Written nearly a half-century after the election of President Kennedy, Dolan’s narrative also is able to include an unprecedented examination of what the penultimate chapter describes as “the triumph of the Irish,” that multifaceted cultural resurgence that has given rise to such phenomena as the “Riverdance” dance troupe, the U2 rock band and Frank McCourt’s bestselling memoir, “Angela’s Ashes.” The triumph was memorably and humorously summarized by the Irish poet and Nobel laureate Seamus Heaney, who said, “Ireland is chic!” Dolan used Heaney’s quip for the title of his concluding chapter.

One early reader of “The Irish Americans,” the sociologist Rev. Andrew Greeley, called it “a superb history of the Irish in this country, both scholarly and popular. Indeed, it is the best available story of the Irish in America. [Dolan] covers the poverty of the immigrants, their loyalty to one another, their struggles to create a place for themselves in this country against intense hostility and deep-seated prejudice, and their ultimate success despite all their enemies. The book explains why so many Americans who have an option to choose their own ethnic identity decide that they want to be Irish.”
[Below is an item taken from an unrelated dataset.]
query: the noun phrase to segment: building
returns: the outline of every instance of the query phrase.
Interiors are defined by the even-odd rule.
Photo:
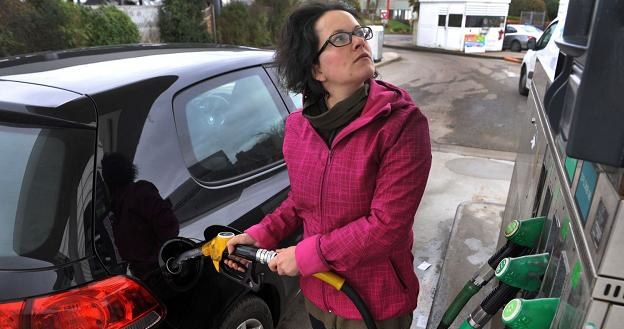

Dolan was lavish in expressing gratitude for the research assistance he received from Notre Dame’s Hesburgh Libraries.

“Not only does the library have a rich collection of books, but it has a wonderful staff,” he said.

He also thanked his successor as Cushwa Center director, Timothy Matovina, adding that “during my retirement the center has become my academic home.”

He is far from idle in his residence there, and as he describes, over lunch, plans for a documentary film based on his most recent book, a friend marvels.

Jay Dolan is indeed retired, but it’s difficult for him or anyone else to say exactly what that means.